Sunday, September 23, 2007

Yet Another Reason I Love C#

Sorry for the lack of updates recently. I took over a project in July that had several challenges and consumed my time for the past couple of months. Not that I was spending every waking hour at work, but after putting in 10-12 hour days coding and dealing with the responsibilities of being a team lead (schedules, status meetings, interfacing with the customer, and all of that other fun stuff), the thought of doing more coding for fun wasn't high on my list of priorities.

Despite the workload, it was, for the most part, an interesting project — the kind that makes me enjoy programming for a living. It was challenging and stimulating work that built on my company's existing experience developing embedded sensor networking products. But there was one challenge in particular that I could have done without.

Without going into too much detail, this is our second generation of sensor networking products and this version is still fairly young. The first generation was written in Ada and was very much tied to a specific platform and architecture. Now that there are a number of readily available and inexpensive embedded platforms capable of running a variety of operating systems, including Windows CE and even embedded Linux, our goal with the second generation was to make the product more readily portable. We also needed to keep it very extendible, since we market it to a variety of customers — multiple branches and offices within the military, as well as state and local governments, and even commercial — all of whom have slightly different needs and uses for networking sensors.

So, because of those requirements, we decided to switch from Ada to C++ and to develop a basic framework which provided the core functionality needed by all of our customers. The framework was designed to have a "common" set of code that was completely OS and hardware-independent, along with a platform-specific middleware layer. Individual projects are also intended to be completely platform-independent and merely link in the version of the framework for the platform it runs on.

All of that reflects sound software engineering principles and looks great on paper as a way to get around the many problems with writing truly portable C++ code. However, late in the project we discovered the software crashed whenever one particular type of message was sent from our sensor networking device. I took a look at it and found that in the section of code that was crashing, variables on the stack were getting changed, seemingly at random.

I immediately assumed it was a threading problem, and that another thread had a rogue pointer or perhaps a stack overrun.
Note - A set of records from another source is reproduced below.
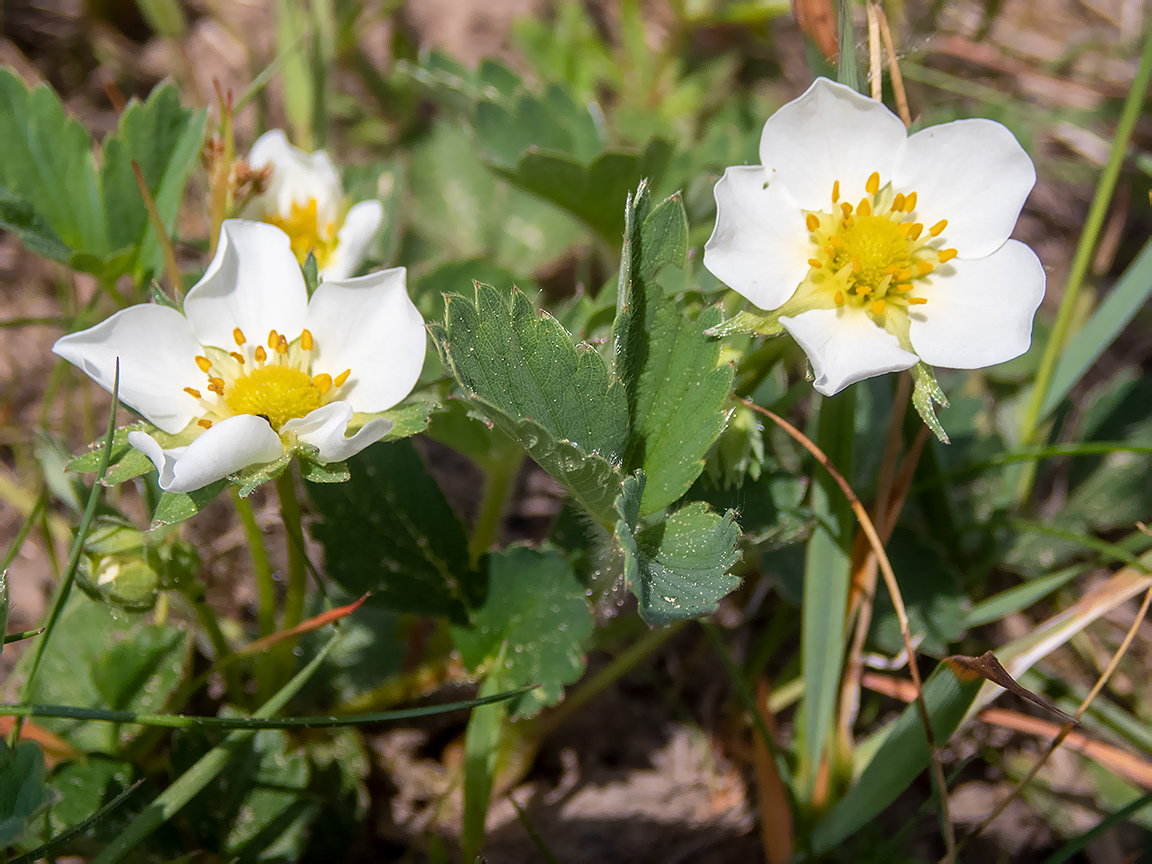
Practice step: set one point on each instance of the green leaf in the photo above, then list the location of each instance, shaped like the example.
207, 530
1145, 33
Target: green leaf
165, 139
46, 160
522, 371
179, 506
19, 217
22, 789
100, 658
596, 192
676, 392
901, 757
389, 530
677, 568
537, 613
I asked a couple of our senior engineers to look at those possibilities, but they were unable to track it down. Just a few weeks before delivery, I was concerned we may not be able to deliver a working product. So we had a brainstorming session to think of all of the possibilities. We had proven it wasn't a stack overrun, and it was too regular and repeatable to be a thread timing problem. Because the crash itself happened inside the WinCE STL string library, there was some discussion of it being a problem with that library. However, the fact that we used STL strings throughout our code without seeing this problem anywhere else, suggested that wasn't likely.

We narrowed in on the fact that the function that was crashing seemed to be laying out the message structure in memory differently than the functions that passed in the message, which were all in different compilation units. With that information, it took me only an hour more of stepping through the code with the debugger to find the problem. The crashing function was using a definition of time_t that was only 32-bits. All of the other compilation units correctly used a 64-bit version of time_t since we don't want our product to become obsolete in 2038.
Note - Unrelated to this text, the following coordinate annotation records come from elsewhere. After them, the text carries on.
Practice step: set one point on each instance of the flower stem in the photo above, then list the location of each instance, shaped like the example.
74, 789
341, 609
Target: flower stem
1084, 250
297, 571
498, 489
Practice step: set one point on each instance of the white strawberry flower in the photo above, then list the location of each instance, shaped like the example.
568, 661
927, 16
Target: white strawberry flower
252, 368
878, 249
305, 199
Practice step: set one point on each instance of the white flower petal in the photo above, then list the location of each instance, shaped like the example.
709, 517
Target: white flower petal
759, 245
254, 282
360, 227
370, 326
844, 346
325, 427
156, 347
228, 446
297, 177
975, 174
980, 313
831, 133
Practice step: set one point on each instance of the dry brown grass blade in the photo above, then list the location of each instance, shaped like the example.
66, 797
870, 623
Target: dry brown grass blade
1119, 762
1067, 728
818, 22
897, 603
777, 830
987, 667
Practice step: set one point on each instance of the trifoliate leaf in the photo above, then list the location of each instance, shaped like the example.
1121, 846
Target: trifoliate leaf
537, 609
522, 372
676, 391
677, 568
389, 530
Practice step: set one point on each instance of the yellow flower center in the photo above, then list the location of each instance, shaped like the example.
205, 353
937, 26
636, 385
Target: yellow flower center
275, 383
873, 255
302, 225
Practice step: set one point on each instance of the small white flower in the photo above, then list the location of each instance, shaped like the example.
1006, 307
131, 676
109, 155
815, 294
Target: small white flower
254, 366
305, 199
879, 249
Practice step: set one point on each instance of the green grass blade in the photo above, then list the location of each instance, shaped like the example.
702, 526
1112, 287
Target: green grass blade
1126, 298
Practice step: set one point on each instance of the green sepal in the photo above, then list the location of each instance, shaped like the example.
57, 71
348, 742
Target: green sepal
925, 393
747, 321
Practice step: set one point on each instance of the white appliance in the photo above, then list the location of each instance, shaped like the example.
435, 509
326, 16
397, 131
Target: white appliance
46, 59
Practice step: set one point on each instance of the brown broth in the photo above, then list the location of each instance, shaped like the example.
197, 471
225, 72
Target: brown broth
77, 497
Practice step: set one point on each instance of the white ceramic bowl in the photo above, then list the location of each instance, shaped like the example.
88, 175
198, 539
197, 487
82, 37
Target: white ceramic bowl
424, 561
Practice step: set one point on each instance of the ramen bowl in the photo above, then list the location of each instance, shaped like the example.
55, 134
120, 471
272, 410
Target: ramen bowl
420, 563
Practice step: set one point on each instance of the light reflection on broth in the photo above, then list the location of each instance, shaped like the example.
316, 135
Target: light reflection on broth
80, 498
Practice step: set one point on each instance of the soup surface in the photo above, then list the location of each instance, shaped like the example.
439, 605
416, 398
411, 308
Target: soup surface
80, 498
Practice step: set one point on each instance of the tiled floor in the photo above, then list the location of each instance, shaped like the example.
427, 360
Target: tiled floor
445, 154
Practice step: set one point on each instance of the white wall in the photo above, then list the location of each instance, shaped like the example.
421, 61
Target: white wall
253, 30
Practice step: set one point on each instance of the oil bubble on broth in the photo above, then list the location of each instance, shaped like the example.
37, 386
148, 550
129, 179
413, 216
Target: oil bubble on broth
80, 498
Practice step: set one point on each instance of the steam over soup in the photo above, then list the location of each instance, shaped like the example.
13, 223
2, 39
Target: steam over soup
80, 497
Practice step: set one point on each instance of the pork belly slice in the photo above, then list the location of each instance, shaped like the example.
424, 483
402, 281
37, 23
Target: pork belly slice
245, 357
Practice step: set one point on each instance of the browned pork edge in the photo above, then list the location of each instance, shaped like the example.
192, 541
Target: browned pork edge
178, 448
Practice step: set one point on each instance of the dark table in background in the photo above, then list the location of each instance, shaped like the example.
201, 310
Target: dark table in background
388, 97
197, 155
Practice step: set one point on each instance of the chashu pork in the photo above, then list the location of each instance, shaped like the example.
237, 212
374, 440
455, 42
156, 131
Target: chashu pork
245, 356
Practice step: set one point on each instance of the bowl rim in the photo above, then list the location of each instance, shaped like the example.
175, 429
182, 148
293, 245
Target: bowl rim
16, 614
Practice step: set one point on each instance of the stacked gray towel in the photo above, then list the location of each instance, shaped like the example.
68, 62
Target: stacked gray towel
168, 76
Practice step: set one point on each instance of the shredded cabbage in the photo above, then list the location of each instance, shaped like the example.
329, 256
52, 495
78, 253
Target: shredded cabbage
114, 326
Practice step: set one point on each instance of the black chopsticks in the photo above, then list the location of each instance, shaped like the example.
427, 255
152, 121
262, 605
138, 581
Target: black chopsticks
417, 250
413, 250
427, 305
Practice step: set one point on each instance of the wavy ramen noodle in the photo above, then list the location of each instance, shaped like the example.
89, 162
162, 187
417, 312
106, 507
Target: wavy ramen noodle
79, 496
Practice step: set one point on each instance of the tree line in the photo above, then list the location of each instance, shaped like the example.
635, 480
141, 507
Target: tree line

How did this happen? The most immediate reason is that one particular header file in the supposedly portable section of the framework code included a Windows header file that defined time_t as being 32-bit. OS-specific header files were supposed to be relegated to the middleware layer. That said, because of its C legacy, C++ makes it far too easy for problems like this to occur. Conditional compilation and the vagaries of determining exactly what "standard" header is being used in a particular file make it far too easy for different compilation units to use different definitions of supposedly "standard" types.

C# and Java (and Ada), have their own problems, but this kind of pulling-out-your-hair problem simply can't happen in those languages. A significant amount of experienced resources were spent tracking down a problem that shouldn't have been able to happen in the first place.

Anyway, sorry to ramble on about a non-game-programming related problem. The good news is that we had a very successful sell-off demonstration of our product last Friday and the customer is very happy. Which means my working hours will return to normal and I can hopefully get back to finishing off Snowball Fight and participating in the XNA community again.